Moving to the South Pole
So, what are South Pole Group like?
Their webshop won’t win any design awards, but it’s functional. (In fact, I think Climate Friendly’s original site was essentially a re-skinned version of this.) There are options to calculate offsets for flights, other travel, energy, and other specific activities. I tend to go directly for “tonnes of CO2” option and buy as many tonnes as I can afford – I’ve previously calculated that putting aside around $10/week should let me comfortably cover my attributable emissions (including domestic flights, but excluding electricity – I buy 100% GreenPower).
If you want to calculate your own lifestyle’s emissions, try the EPA’s Australian Greenhouse Calculator.
According to the EPA’s calculator, my domestic emissions are roughly 15tCO2-e/year including power – I think it’s overestimating my power consumption by around 1/3rd (7.2t vs. actual 5.3t), but the other figures seem plausible. Food emissions are estimated at 6.4 tCO2-e/year, which feels high, but I don’t have much expertise in that area. Perhaps I’m putting in incorrect values – or perhaps my diet is that unsustainable! A worrying thought.

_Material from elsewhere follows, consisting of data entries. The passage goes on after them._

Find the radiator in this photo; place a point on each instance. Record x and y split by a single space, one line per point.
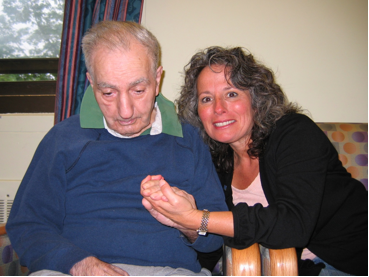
8 189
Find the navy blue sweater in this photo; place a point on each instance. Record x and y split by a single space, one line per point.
81 197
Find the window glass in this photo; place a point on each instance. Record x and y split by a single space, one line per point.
30 29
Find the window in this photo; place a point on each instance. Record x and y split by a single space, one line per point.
29 50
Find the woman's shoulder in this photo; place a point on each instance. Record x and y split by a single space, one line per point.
294 119
295 126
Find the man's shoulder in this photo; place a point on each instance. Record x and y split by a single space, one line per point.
70 129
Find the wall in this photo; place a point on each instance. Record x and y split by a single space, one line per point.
317 48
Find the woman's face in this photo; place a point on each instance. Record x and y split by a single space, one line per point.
224 110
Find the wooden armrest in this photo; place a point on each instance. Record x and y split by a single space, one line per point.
283 262
2 229
245 262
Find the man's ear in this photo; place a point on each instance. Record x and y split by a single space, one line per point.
159 73
90 79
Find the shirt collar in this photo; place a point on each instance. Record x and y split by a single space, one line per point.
92 117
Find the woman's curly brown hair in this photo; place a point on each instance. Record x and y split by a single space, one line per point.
267 98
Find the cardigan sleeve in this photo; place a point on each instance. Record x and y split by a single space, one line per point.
293 172
206 188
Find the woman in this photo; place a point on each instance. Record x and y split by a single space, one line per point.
283 181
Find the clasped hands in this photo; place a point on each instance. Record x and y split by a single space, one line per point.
170 205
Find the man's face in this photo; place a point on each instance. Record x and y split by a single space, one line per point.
125 88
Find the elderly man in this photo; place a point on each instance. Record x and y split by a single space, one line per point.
78 209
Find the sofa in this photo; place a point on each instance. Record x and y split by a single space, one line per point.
351 142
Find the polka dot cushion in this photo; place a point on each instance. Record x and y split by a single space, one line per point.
351 142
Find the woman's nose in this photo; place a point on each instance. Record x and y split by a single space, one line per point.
219 106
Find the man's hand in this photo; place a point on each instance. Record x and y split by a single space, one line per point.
151 190
92 266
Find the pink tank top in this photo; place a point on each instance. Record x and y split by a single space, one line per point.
255 194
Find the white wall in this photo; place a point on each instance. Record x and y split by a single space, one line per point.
318 49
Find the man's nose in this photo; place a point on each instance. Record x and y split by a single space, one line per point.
125 106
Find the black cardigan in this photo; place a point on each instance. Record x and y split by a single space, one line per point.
313 201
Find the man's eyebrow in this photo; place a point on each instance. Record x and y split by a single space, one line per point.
106 85
139 81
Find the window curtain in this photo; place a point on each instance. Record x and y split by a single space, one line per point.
79 16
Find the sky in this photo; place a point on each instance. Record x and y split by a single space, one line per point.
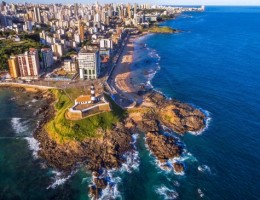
158 2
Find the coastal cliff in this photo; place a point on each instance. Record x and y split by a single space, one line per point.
107 151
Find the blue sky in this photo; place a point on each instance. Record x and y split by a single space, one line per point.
165 2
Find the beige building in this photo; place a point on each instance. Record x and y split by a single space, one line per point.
13 67
29 64
89 64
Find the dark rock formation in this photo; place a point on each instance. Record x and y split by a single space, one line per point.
163 147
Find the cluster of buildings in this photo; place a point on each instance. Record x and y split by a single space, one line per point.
82 37
28 64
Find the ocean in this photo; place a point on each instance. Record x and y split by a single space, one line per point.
213 64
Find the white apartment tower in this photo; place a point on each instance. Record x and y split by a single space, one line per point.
47 58
89 64
29 64
37 15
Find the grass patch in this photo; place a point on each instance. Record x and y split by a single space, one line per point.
61 129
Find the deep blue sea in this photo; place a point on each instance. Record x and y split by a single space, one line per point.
214 64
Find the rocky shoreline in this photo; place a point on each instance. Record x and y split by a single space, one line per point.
107 152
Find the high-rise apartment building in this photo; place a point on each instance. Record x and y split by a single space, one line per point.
37 15
13 67
47 58
29 64
89 64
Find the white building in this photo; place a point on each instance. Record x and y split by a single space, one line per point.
70 65
89 64
47 58
29 64
58 49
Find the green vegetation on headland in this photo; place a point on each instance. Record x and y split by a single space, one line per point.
61 129
161 29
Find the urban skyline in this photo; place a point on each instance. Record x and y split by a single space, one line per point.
161 2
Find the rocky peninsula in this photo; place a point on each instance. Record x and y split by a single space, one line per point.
107 150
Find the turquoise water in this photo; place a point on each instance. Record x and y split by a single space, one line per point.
214 63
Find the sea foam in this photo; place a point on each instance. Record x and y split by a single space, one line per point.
131 163
18 126
207 122
59 179
34 146
166 193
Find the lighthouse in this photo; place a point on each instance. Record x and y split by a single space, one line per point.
93 95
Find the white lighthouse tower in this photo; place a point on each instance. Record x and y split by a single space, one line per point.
93 95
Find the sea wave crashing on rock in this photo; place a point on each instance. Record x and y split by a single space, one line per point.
166 193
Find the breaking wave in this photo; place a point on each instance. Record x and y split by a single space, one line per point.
18 126
207 122
59 179
34 146
132 162
204 169
167 193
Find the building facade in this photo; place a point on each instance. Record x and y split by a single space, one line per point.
89 64
47 58
29 64
13 67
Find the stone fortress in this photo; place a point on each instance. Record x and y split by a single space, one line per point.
88 105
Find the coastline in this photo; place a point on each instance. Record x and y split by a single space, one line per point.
107 152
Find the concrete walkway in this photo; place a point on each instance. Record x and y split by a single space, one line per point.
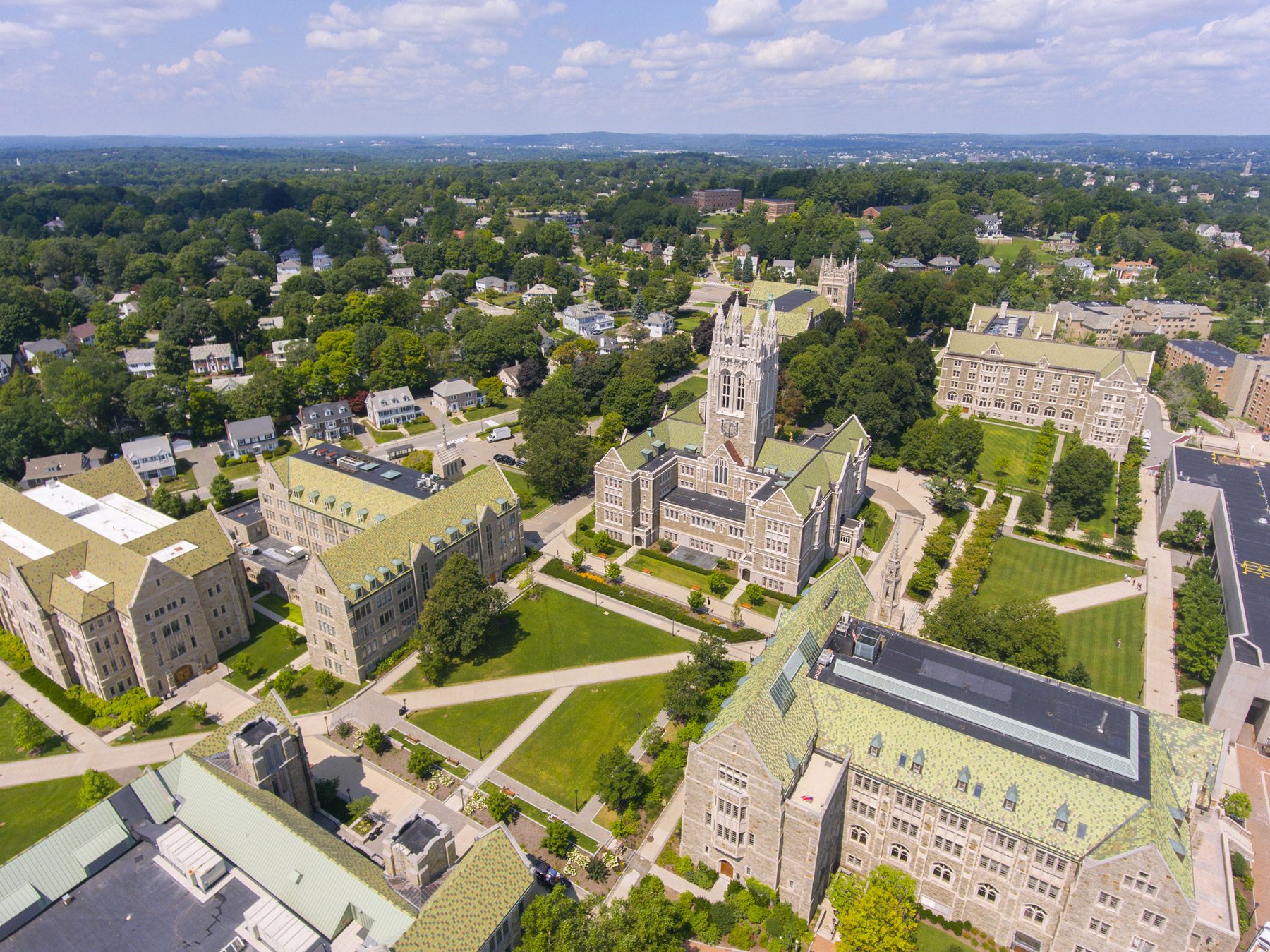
1095 595
517 737
1160 674
541 682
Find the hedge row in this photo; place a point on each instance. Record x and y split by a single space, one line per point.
651 603
52 690
977 552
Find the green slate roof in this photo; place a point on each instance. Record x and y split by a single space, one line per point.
116 477
1101 361
474 898
399 536
779 737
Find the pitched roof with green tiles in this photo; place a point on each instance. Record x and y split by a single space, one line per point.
776 736
400 536
1101 361
116 477
474 898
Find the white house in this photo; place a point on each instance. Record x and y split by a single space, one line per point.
456 394
387 409
254 435
150 457
141 361
539 290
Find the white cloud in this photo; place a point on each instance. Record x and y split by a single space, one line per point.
593 52
22 36
743 17
109 18
231 37
258 76
837 11
201 60
793 52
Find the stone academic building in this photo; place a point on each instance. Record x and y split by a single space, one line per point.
711 479
1049 817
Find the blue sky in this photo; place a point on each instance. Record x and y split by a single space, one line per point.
517 66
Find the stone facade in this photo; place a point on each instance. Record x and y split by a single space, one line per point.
1085 390
713 479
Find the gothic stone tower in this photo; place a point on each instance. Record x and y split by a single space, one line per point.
837 285
741 401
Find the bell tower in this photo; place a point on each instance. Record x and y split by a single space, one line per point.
739 406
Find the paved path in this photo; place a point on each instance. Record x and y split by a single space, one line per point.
1095 595
543 682
1160 689
517 737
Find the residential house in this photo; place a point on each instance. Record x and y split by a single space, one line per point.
387 409
31 351
46 469
586 318
660 325
141 361
212 358
329 421
1130 271
456 394
85 333
150 457
248 436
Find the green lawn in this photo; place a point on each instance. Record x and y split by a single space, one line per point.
1104 523
931 939
421 426
490 409
169 723
281 607
531 504
694 385
305 699
560 757
878 525
271 649
50 744
35 810
1015 442
1029 570
480 726
552 633
1091 639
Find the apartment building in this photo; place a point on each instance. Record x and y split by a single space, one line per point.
1101 394
711 479
1048 817
376 538
112 595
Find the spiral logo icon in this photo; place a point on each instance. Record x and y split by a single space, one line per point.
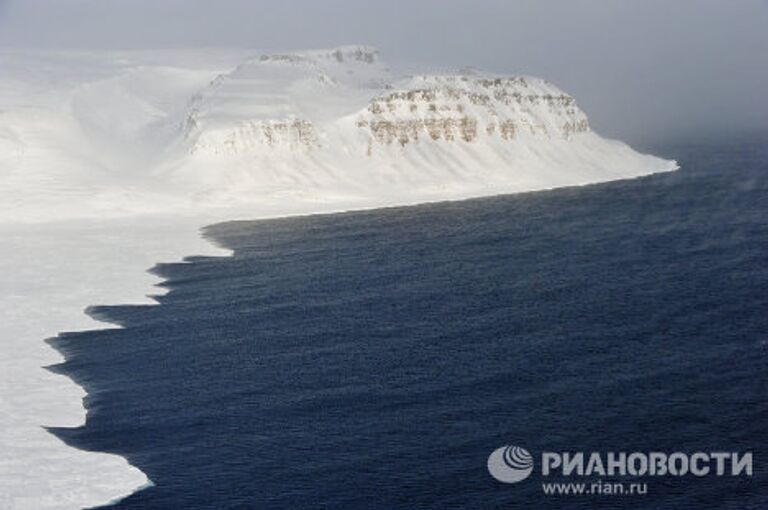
510 464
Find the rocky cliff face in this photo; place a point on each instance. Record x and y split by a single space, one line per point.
276 113
341 120
470 108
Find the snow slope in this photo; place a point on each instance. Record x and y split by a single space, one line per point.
110 163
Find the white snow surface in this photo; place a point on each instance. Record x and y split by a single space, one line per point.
111 162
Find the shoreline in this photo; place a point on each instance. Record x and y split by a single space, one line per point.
104 262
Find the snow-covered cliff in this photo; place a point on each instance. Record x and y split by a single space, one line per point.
340 121
109 162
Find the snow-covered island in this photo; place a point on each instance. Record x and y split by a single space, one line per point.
111 162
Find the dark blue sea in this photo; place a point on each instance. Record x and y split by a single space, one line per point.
373 360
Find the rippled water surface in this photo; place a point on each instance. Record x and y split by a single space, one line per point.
374 360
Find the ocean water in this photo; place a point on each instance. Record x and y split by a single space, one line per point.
375 359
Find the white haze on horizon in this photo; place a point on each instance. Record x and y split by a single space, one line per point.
642 70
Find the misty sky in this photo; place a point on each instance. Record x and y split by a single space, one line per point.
641 69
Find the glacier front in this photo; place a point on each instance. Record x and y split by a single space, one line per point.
110 162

If the estimates are correct, my non-stationary-energy GHG emissions are around 8 tCO2-e per year. Including stationary energy would take me to 13 tCO2-e per year; my per capita ‘share’ of Australia’s emissions is about 20 tCO2-e (slightly out of date figures).
South Pole Group offer offsets from Gold Standard Verified Emission Reduction (GS VER) projects, Climate, Community, and Biodiversity Standard (CCBS) projects, Verified Carbon Standard (VCS) projects, and Social Carbon Standard projects. These include projects for reforestation in Colombia, cooking stoves in Honduras, landfill gas capture in China, and renewable energy in Turkey, Taiwan, or Indonesia. A brief explanation of the standards and further links are here: http://www.thesouthpolegroup.com/project-development-standards
As before, I have chosen the Gold Standard VERs. After years supporting various renewable energy projects, though, I’ve switched: while a project recycling bicycles in Africa was appealing, I’ve chosen the less sexy project distributing efficient woodstoves in Honduras. (In part out of sympathy for my energy efficiency brethren in other countries. Also because the bicycle thing was significantly more expensive.)
South Pole Group have a neat option to “commit to a 2° path”. They write,
“As the international [climate] negotiations are taking way longer than reasonable, we are now facing a situation where climate neutrality is no longer enough. Due to the historical emission track record of the OECD and developing countries, it is the industrialized worlds’ job to bring the world on track. But with economic development picking up quickly in the developing world, the 2° goal can no longer be achieved even by reducing OECD emissions to zero or going climate neutral. Therefore South Pole is offering the option to compensate for emissions in a way that would achieve the 2° goal if adopted by all industrialized countries.
We calculated the amount of emission reductions needed in developing countries on top of climate neutrality in the industrialized world based on IEA and World Bank data and found that they are equivalent to 2.5 times the amount of the emissions of industrialized countries.
If you commit to a 2° path, you offset 2.5 times your emissions, and the wordings “committing to a 2° path” will appear on your certificate.”
I quite like this idea. Unfortunately, with Gold Standard offset prices around $24/t my budget of $520/year isn’t quite enough to cover 2.5 times my own emissions – let alone 2.5 times my per capita ‘share’ of Australia’s emissions!
My conclusion from all this is that South Pole Group are a sufficient seller of carbon offsets and I should consider increasing my carbon offset budget.